I am from Virginia, meaning I don’t see my family except over breaks and occasional weekend visits throughout the semester. Bryant’s death made me realize that tomorrow is not guaranteed, and every time I say goodbye to my family and friends could be my last.

This is a horrifying truth to wallow in, and it is impossible to live a healthy life if you are constantly worrying about you or a loved one possibly dying tomorrow. But it does remind you to prioritize what is truly important in life, and for me, that is family.

It’s easy to get wrapped up in the small things in life like little grudges held on your siblings for eating your leftovers or disappointment that your significant other didn’t get you the gift you wanted for the holidays.

It’s almost human nature to get absorbed by the materialistic aspects of Valentine’s Day, spending bundles of money on getting the most expensive gift.

Sure, big flowers or extravagant jewelry is nice, but the best gift of all is being able to spend time with your loved ones.

When you are gone, your loved ones can get all of the gifts they want to, but nothing will ever fill the shoes that you once stood in.

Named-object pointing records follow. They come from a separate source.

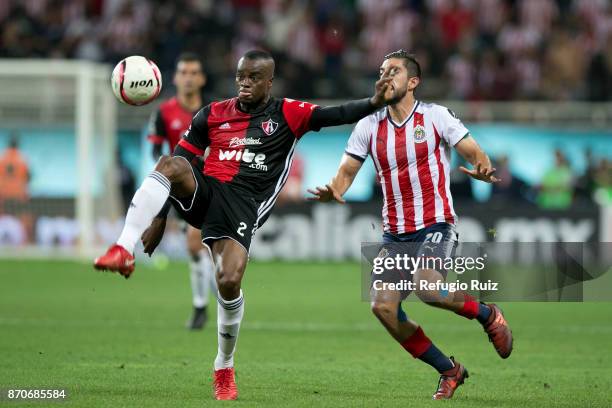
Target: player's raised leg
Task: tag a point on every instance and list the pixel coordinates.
(171, 175)
(489, 316)
(387, 308)
(230, 260)
(201, 275)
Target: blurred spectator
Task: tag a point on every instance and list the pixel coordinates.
(14, 174)
(292, 191)
(510, 188)
(14, 194)
(603, 182)
(557, 188)
(485, 49)
(600, 74)
(565, 66)
(585, 185)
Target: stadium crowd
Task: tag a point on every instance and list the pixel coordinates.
(470, 49)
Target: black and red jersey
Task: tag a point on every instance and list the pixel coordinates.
(251, 151)
(168, 123)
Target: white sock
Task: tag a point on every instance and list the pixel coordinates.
(229, 316)
(146, 204)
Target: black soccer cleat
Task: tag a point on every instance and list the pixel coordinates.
(198, 319)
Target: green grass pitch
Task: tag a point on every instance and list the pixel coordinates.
(307, 340)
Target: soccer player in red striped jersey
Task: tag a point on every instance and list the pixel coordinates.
(167, 125)
(251, 139)
(409, 142)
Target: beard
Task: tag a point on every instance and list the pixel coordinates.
(398, 95)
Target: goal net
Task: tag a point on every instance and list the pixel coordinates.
(59, 184)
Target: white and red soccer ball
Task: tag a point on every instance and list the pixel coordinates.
(136, 80)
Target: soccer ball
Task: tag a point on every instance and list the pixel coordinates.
(136, 80)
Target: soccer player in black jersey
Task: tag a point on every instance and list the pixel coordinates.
(251, 140)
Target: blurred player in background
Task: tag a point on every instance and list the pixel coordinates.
(252, 140)
(167, 125)
(409, 142)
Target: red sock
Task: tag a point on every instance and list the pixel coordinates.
(417, 343)
(470, 308)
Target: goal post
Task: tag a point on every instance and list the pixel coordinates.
(64, 114)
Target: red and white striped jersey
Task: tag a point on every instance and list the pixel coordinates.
(412, 160)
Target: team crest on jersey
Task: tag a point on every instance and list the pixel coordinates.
(269, 126)
(419, 134)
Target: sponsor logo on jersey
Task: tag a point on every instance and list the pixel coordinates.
(419, 134)
(237, 141)
(254, 160)
(269, 126)
(176, 124)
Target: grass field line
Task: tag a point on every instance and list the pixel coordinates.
(281, 325)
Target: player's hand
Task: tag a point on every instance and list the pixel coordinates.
(153, 235)
(481, 172)
(325, 194)
(383, 93)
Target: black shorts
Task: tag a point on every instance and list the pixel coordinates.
(218, 210)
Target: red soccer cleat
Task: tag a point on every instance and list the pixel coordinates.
(225, 384)
(450, 380)
(499, 332)
(116, 259)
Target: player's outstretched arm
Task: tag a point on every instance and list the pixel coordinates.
(349, 167)
(352, 111)
(483, 169)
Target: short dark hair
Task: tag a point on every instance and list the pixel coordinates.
(410, 62)
(190, 57)
(258, 54)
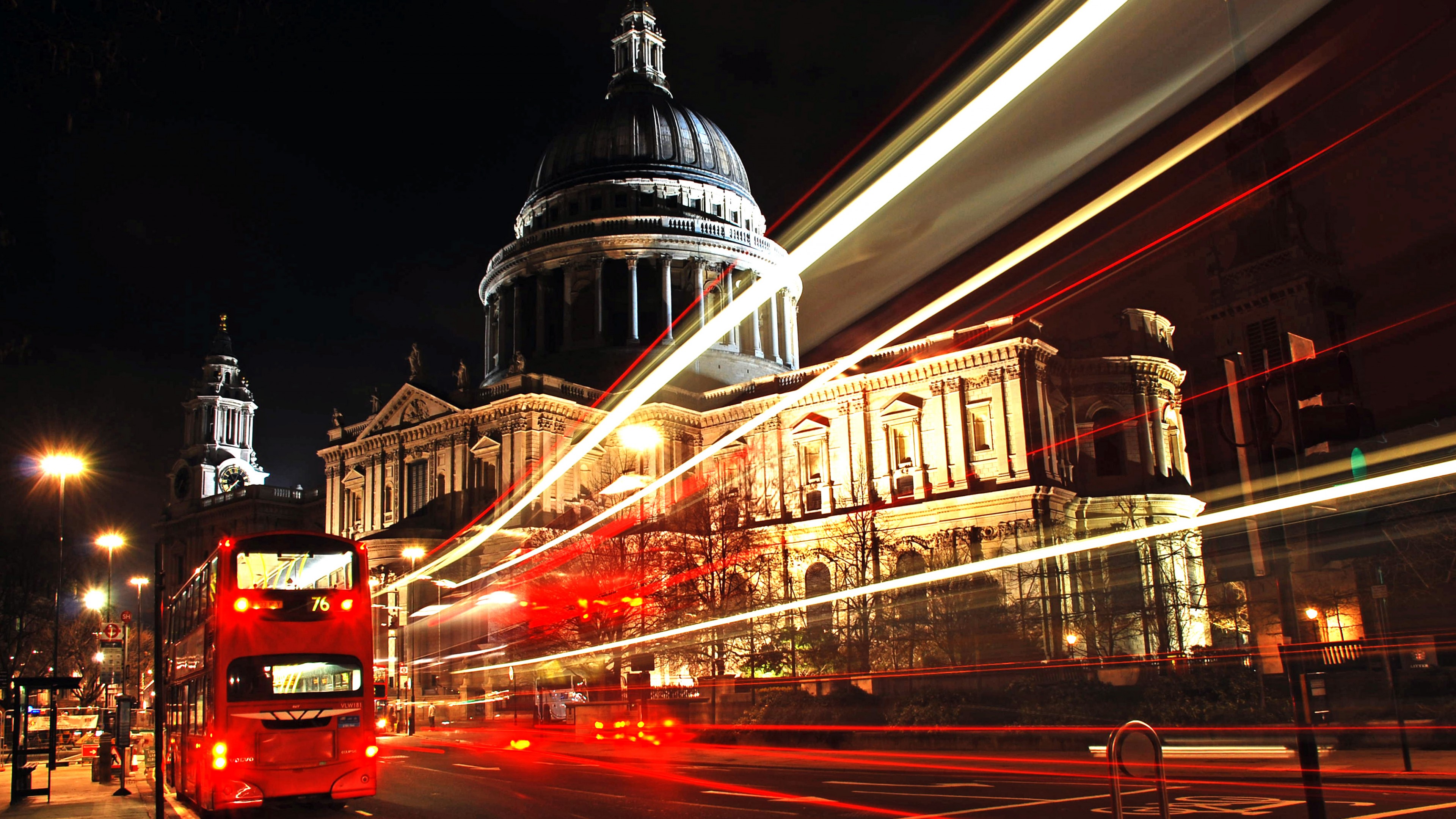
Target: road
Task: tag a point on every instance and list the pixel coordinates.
(442, 777)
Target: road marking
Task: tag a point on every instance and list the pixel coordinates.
(1031, 803)
(943, 795)
(1406, 812)
(727, 808)
(910, 784)
(769, 798)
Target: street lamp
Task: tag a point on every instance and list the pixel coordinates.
(59, 465)
(111, 541)
(414, 554)
(139, 584)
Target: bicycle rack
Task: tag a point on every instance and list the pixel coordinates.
(1117, 770)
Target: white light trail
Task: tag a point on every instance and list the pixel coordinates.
(1414, 475)
(893, 183)
(1209, 133)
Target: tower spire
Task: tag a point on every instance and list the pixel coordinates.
(637, 52)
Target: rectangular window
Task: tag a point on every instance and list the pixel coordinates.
(419, 479)
(901, 444)
(813, 461)
(979, 426)
(296, 570)
(279, 677)
(1263, 337)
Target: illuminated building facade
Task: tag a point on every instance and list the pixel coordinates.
(218, 487)
(956, 447)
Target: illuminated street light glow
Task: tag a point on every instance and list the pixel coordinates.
(851, 362)
(62, 465)
(935, 148)
(1341, 492)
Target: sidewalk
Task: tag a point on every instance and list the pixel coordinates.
(75, 796)
(1433, 769)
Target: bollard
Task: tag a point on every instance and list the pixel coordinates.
(1117, 767)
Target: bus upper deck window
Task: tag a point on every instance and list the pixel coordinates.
(295, 570)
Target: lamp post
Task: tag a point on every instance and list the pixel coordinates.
(139, 584)
(414, 554)
(59, 467)
(113, 541)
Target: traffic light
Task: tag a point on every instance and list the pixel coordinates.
(1324, 388)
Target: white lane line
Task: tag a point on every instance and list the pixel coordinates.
(1407, 811)
(584, 792)
(910, 784)
(948, 796)
(726, 808)
(1030, 805)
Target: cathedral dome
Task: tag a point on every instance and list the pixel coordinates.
(640, 130)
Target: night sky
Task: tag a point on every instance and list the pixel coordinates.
(334, 177)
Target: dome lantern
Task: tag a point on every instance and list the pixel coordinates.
(637, 52)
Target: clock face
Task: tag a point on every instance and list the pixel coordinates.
(229, 479)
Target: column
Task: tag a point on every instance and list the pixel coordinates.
(791, 330)
(774, 327)
(667, 295)
(1159, 432)
(632, 328)
(565, 308)
(758, 330)
(516, 318)
(727, 289)
(702, 298)
(490, 340)
(541, 312)
(599, 298)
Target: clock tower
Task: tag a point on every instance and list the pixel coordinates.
(218, 439)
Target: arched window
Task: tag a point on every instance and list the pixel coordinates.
(1107, 442)
(817, 582)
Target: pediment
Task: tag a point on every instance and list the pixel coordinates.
(903, 403)
(487, 447)
(408, 407)
(811, 425)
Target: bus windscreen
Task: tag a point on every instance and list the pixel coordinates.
(295, 570)
(273, 677)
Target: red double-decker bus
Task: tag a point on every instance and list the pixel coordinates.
(270, 667)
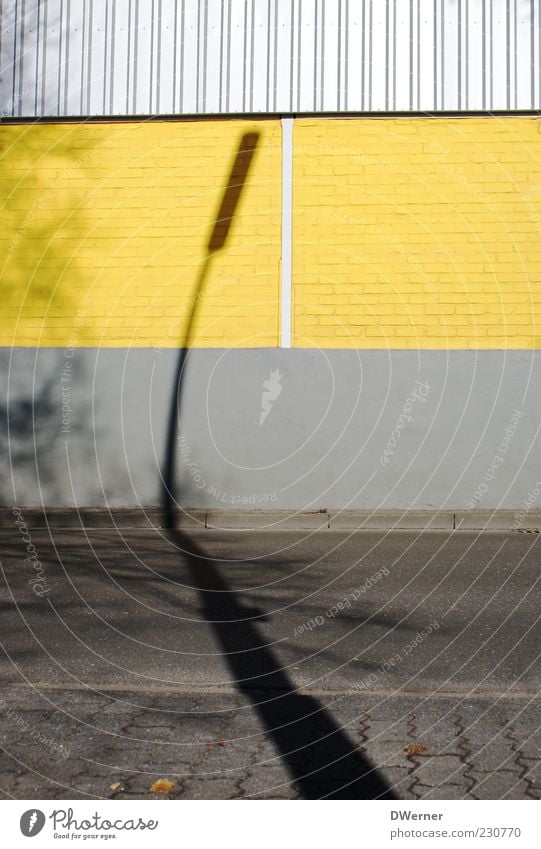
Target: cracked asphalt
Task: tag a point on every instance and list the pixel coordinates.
(270, 665)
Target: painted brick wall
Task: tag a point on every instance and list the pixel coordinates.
(104, 227)
(418, 232)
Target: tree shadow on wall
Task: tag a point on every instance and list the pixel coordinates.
(43, 222)
(320, 757)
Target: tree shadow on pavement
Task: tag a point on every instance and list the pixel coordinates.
(320, 757)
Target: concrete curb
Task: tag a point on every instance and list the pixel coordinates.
(445, 520)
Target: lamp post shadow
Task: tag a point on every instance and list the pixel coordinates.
(320, 757)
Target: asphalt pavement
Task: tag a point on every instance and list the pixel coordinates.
(270, 664)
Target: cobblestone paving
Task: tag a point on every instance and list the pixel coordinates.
(78, 744)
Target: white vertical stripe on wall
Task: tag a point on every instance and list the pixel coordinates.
(122, 57)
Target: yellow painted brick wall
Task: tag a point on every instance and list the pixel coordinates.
(417, 232)
(104, 227)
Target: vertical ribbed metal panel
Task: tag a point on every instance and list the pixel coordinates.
(122, 57)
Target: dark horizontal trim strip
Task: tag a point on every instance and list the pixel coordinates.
(279, 519)
(267, 116)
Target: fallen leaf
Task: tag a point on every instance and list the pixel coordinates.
(415, 749)
(162, 785)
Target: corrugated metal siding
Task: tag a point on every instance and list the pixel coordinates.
(125, 57)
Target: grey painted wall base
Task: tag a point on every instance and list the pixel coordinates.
(385, 430)
(351, 520)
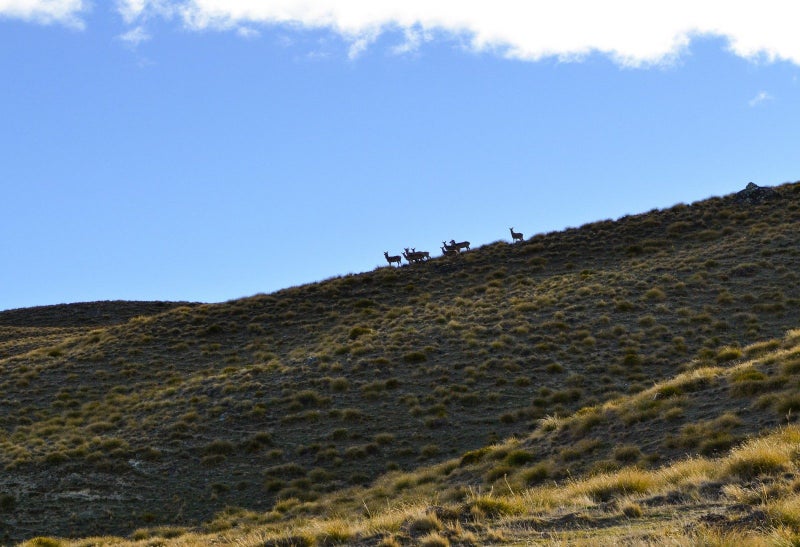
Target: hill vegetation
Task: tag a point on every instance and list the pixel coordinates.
(619, 381)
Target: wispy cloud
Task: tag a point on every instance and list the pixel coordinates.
(632, 32)
(135, 36)
(65, 12)
(761, 98)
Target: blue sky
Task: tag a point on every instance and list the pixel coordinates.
(207, 150)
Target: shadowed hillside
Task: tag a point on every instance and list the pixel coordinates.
(118, 416)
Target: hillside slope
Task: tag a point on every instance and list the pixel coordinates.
(173, 415)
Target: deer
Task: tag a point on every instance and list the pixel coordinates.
(459, 246)
(449, 247)
(449, 252)
(391, 259)
(416, 256)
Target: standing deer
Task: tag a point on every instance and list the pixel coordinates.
(391, 259)
(449, 252)
(449, 247)
(416, 256)
(459, 246)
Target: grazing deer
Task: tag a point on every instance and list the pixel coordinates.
(449, 247)
(391, 259)
(449, 252)
(459, 246)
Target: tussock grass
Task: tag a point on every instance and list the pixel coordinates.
(395, 369)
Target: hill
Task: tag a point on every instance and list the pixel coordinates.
(148, 415)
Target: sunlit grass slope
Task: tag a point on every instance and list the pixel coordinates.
(748, 493)
(112, 422)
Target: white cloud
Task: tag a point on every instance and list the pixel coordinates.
(761, 98)
(135, 36)
(66, 12)
(633, 32)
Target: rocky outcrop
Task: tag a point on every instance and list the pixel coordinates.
(754, 194)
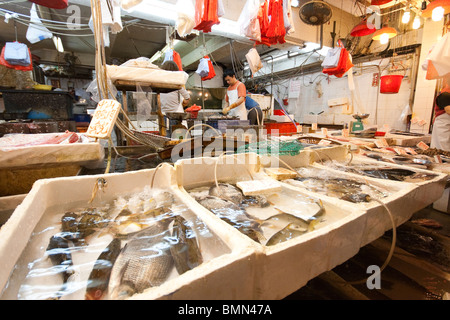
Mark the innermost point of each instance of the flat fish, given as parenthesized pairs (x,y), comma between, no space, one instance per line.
(185,250)
(287,233)
(144,262)
(59,253)
(233,215)
(228,192)
(356,197)
(101,272)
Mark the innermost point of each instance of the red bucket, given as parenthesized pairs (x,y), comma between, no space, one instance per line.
(391,83)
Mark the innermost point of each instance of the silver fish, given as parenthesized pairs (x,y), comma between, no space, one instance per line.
(185,250)
(287,233)
(228,192)
(144,262)
(233,215)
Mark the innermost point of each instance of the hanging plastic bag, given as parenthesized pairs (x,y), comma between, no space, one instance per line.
(206,15)
(129,4)
(17,54)
(254,60)
(344,64)
(16,67)
(143,105)
(186,17)
(248,20)
(203,68)
(332,58)
(172,55)
(36,30)
(276,31)
(211,72)
(220,8)
(439,59)
(54,4)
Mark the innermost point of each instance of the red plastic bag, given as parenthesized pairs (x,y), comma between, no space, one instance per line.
(271,21)
(211,73)
(54,4)
(206,15)
(344,64)
(177,59)
(16,67)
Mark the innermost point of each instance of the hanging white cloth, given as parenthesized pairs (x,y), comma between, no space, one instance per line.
(36,30)
(241,111)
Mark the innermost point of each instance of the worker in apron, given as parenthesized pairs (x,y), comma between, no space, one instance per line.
(440,138)
(235,97)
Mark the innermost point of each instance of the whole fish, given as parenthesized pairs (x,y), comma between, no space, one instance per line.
(233,215)
(356,197)
(101,272)
(227,192)
(59,253)
(256,201)
(185,251)
(287,233)
(144,262)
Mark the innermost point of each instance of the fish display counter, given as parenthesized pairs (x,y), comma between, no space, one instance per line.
(299,234)
(26,158)
(118,236)
(408,189)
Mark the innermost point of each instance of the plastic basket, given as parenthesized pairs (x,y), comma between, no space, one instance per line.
(391,83)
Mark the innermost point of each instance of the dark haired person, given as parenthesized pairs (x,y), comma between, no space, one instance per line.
(174,101)
(440,137)
(235,96)
(254,114)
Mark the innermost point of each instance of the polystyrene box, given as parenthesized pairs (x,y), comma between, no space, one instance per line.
(406,199)
(285,267)
(227,275)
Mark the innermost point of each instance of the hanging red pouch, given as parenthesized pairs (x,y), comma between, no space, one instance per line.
(54,4)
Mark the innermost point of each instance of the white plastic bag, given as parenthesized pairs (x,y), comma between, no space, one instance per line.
(129,4)
(186,17)
(332,58)
(203,68)
(17,54)
(36,30)
(254,60)
(248,20)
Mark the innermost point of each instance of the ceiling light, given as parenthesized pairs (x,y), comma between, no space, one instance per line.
(384,38)
(438,14)
(416,23)
(406,17)
(58,44)
(437,9)
(379,2)
(364,28)
(384,34)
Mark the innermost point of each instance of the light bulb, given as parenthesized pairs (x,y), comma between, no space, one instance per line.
(438,14)
(58,44)
(384,38)
(406,17)
(416,23)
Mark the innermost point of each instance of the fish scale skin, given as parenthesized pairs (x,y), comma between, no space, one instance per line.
(145,267)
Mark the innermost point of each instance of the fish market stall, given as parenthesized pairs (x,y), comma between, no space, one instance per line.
(325,231)
(56,242)
(26,158)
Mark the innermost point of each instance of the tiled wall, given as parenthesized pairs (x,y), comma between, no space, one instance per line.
(425,89)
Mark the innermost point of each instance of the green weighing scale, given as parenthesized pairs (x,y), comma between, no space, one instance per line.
(358,125)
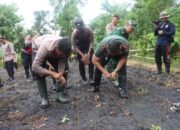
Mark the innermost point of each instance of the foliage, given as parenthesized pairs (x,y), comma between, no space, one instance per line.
(64,13)
(10,25)
(42,22)
(147,11)
(157,127)
(98,27)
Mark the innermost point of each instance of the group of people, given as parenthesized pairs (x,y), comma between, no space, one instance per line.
(50,55)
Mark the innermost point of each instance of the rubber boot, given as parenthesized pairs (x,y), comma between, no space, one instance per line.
(159,69)
(60,94)
(41,84)
(1,85)
(167,68)
(95,89)
(122,87)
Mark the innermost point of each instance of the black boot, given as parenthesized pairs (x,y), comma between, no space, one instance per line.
(60,96)
(1,85)
(167,67)
(41,84)
(122,87)
(95,88)
(159,69)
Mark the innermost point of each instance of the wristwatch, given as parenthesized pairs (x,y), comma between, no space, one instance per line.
(116,70)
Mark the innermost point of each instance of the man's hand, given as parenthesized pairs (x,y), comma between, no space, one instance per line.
(113,75)
(57,76)
(155,26)
(61,81)
(107,75)
(85,59)
(160,32)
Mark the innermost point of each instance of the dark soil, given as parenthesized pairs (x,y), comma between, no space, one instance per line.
(150,104)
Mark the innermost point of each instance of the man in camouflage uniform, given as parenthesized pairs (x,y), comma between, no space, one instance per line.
(56,51)
(123,32)
(116,48)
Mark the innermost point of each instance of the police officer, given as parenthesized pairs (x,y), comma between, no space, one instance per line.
(164,31)
(82,39)
(123,32)
(116,48)
(56,51)
(26,53)
(111,26)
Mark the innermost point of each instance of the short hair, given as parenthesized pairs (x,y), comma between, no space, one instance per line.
(113,46)
(64,45)
(115,15)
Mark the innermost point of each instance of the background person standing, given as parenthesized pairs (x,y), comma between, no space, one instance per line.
(8,57)
(82,39)
(165,30)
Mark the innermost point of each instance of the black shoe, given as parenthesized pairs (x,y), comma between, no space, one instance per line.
(123,94)
(159,72)
(95,89)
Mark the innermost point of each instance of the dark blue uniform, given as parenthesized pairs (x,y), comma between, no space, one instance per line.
(163,45)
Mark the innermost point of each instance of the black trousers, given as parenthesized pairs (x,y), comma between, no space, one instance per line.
(122,74)
(82,67)
(54,63)
(163,51)
(27,63)
(9,66)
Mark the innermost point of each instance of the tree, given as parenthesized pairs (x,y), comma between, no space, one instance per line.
(10,25)
(43,22)
(64,13)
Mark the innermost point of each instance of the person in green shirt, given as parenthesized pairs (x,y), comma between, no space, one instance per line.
(116,48)
(123,32)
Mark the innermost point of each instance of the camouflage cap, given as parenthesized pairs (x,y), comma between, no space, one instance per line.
(2,37)
(132,23)
(164,14)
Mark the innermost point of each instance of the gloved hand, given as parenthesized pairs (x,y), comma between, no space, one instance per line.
(160,32)
(61,81)
(85,59)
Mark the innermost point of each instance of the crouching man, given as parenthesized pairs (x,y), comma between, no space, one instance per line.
(56,51)
(114,48)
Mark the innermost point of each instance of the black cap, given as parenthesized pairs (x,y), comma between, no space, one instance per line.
(64,45)
(79,23)
(115,15)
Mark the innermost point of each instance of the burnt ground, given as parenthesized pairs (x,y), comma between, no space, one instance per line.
(150,103)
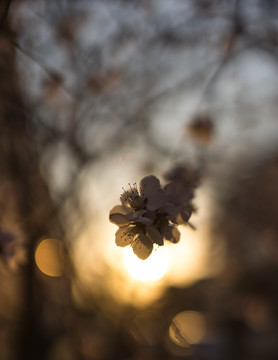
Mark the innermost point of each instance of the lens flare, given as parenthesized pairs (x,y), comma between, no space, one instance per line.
(187,328)
(48,257)
(151,269)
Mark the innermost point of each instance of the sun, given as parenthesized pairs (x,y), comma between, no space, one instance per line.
(151,269)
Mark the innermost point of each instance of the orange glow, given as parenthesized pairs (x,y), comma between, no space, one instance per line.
(151,269)
(48,258)
(187,328)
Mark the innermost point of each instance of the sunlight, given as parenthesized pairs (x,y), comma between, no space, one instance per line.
(48,257)
(151,269)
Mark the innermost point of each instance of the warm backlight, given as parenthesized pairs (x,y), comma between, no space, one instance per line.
(151,269)
(48,257)
(187,328)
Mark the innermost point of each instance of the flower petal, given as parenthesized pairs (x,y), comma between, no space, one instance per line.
(118,219)
(132,216)
(156,200)
(142,246)
(176,235)
(125,235)
(119,209)
(155,235)
(148,185)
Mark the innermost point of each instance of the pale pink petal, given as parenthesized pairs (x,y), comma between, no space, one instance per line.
(118,219)
(135,215)
(144,220)
(176,235)
(148,185)
(120,209)
(125,235)
(156,200)
(142,246)
(155,235)
(167,232)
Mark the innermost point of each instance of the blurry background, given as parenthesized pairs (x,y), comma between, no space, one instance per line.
(97,94)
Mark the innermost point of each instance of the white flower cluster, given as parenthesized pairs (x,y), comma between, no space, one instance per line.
(149,215)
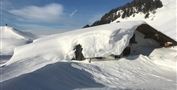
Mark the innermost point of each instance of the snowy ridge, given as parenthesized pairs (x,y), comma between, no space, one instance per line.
(96,41)
(133,72)
(164,20)
(11,38)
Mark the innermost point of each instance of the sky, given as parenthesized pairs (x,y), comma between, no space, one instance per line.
(50,15)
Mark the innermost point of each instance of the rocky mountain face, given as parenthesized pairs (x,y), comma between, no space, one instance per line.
(130,9)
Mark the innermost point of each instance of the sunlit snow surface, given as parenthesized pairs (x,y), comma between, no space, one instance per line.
(45,64)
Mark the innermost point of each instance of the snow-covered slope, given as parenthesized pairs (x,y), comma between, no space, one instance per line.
(163,20)
(11,38)
(132,73)
(96,41)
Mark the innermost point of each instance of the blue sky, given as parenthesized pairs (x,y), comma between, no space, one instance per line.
(54,14)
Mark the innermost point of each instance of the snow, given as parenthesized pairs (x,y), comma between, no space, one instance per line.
(45,64)
(133,72)
(11,38)
(96,41)
(163,20)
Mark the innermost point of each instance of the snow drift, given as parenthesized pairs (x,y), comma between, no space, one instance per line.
(157,72)
(96,41)
(11,38)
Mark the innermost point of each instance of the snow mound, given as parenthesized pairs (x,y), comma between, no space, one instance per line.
(163,20)
(96,41)
(130,73)
(11,38)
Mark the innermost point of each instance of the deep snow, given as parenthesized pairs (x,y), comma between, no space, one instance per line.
(133,72)
(45,64)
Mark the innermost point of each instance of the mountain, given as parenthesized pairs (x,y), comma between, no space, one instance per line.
(160,14)
(11,38)
(45,64)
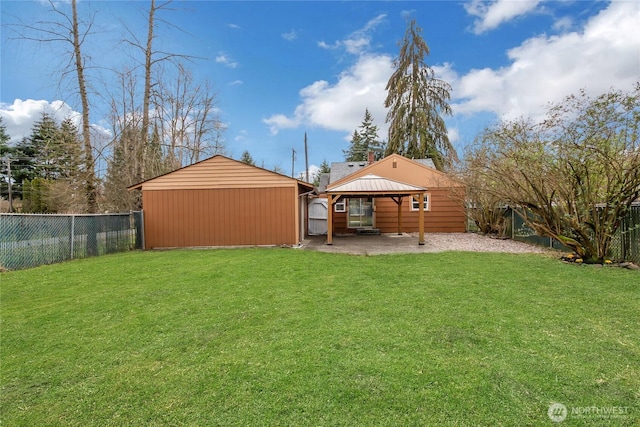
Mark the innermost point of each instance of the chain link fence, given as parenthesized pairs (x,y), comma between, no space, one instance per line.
(625,244)
(29,240)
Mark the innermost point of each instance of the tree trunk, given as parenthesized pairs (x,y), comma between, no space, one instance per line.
(90,185)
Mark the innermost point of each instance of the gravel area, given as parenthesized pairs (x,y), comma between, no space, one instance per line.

The memories made during any shared experience, whether a vacation across the world or baking cookies together at home, will always outweigh any gift you could give.

Kobe and Gianna, along with the seven other people killed in the helicopter crash, no longer have the opportunity to give or receive this gift.

But you do.

This Valentine’s Day, focus less on extravagant, materialistic gifts and more on making new memories with your loved ones, whether that is your significant other, your family or yourself.

Pursue things that make you happy and motivate you to succeed, and make them an everyday part of your life.

After all, that is the true Mamba Mentality.